PhD defence: Structural characteristics of mitochondrial protein assemblies probed by mass spectrometry

Most biological processes that maintain cellular life depend on interacting proteins, which are forming complexes that correlate with the type of biological processes they are involved in. To understand these processes, X-ray crystallography, NMR spectroscopy, and cryogenic electron microscopy are commonly used to structurally characterize such protein assemblies. However, a common drawback of these methods is that they require a highly purified sample, hampering the characterization of protein complexes in-vivo.

In this thesis the versatility of cross-linking mass-spectrometry (XL-MS), as complementary method for structural biology is explored, with the aim to characterize protein assemblies in-vivo. We demonstrate that XL-MS enables the characterization of protein complexes in their naive cellular environment.

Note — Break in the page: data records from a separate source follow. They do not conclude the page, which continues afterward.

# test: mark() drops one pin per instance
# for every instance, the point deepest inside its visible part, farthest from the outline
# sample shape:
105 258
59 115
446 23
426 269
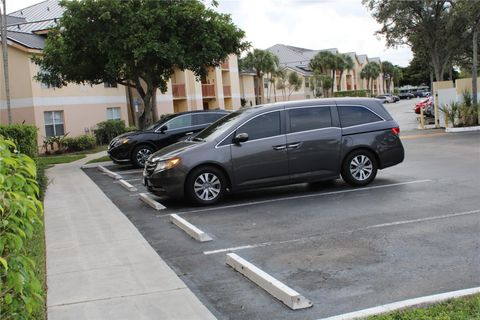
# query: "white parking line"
383 225
131 171
404 304
277 289
130 180
190 229
145 197
299 197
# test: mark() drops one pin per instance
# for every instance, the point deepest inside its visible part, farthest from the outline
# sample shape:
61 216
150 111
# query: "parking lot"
413 232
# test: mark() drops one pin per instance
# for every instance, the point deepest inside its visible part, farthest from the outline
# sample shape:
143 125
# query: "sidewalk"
98 265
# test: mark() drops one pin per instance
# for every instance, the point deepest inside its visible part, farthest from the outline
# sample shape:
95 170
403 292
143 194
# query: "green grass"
465 308
60 158
101 159
36 250
49 160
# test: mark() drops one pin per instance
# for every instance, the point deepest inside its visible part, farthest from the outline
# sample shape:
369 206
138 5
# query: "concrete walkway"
98 265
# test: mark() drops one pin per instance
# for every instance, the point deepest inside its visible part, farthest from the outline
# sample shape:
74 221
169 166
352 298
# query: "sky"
313 24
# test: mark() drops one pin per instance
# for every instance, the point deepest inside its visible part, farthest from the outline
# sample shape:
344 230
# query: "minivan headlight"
166 164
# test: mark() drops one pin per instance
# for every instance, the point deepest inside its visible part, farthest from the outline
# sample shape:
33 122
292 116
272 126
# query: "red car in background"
424 104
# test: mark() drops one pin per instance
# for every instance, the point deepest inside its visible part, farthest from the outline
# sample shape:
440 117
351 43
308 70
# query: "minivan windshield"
163 119
222 125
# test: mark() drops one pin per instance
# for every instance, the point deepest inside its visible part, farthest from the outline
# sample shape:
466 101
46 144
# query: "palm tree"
387 69
294 83
325 63
273 73
281 75
344 62
370 72
262 62
397 76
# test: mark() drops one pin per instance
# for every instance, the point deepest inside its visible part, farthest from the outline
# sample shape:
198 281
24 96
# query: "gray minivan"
276 144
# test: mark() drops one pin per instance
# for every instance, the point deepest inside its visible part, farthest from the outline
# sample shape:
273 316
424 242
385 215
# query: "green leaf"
4 263
8 298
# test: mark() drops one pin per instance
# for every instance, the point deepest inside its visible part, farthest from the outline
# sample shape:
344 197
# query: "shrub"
80 143
24 136
107 130
21 293
130 129
352 93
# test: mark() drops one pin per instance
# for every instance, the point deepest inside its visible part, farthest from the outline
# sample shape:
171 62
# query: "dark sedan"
281 143
135 147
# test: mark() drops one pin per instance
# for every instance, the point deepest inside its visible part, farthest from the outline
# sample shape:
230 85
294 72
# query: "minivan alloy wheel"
141 154
207 186
361 167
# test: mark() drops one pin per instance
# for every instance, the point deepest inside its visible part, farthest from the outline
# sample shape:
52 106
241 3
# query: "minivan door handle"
293 145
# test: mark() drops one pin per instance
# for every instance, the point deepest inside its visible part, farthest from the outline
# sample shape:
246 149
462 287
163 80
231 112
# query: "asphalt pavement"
412 233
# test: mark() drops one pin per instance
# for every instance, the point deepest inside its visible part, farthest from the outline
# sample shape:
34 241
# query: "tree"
397 76
3 36
294 83
470 11
325 63
370 72
137 44
282 81
425 25
387 70
272 77
343 63
262 62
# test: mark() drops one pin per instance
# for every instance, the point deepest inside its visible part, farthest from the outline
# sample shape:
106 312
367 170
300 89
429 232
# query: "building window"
110 84
113 113
54 123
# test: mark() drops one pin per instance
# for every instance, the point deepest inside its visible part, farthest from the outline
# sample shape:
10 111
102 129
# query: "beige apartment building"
297 60
76 109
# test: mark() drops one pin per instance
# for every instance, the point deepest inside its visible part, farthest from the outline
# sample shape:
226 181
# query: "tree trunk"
339 84
274 91
3 28
333 80
474 68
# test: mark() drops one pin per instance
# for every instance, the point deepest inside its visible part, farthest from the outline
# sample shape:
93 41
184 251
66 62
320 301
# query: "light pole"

However, conventional XL-MS workflows present drawbacks that significantly hamper a full structural characterization. We therefore explored how coupling XL-MS with other technologies can improve the structural characterization of protein complexes. By combining XL-MS and complexome profiling we were able to uncover the macromolecular organization of the mitochondrial interactome and to characterize several multi-protein assemblies in detail. Moreover, we demonstrate that XL-MS especially in combination with cryoEM sub-tomographic averaging and computer-aided structural modeling provides improved methodologies to explore the structure-function relationships of macromolecular complexes in vivo.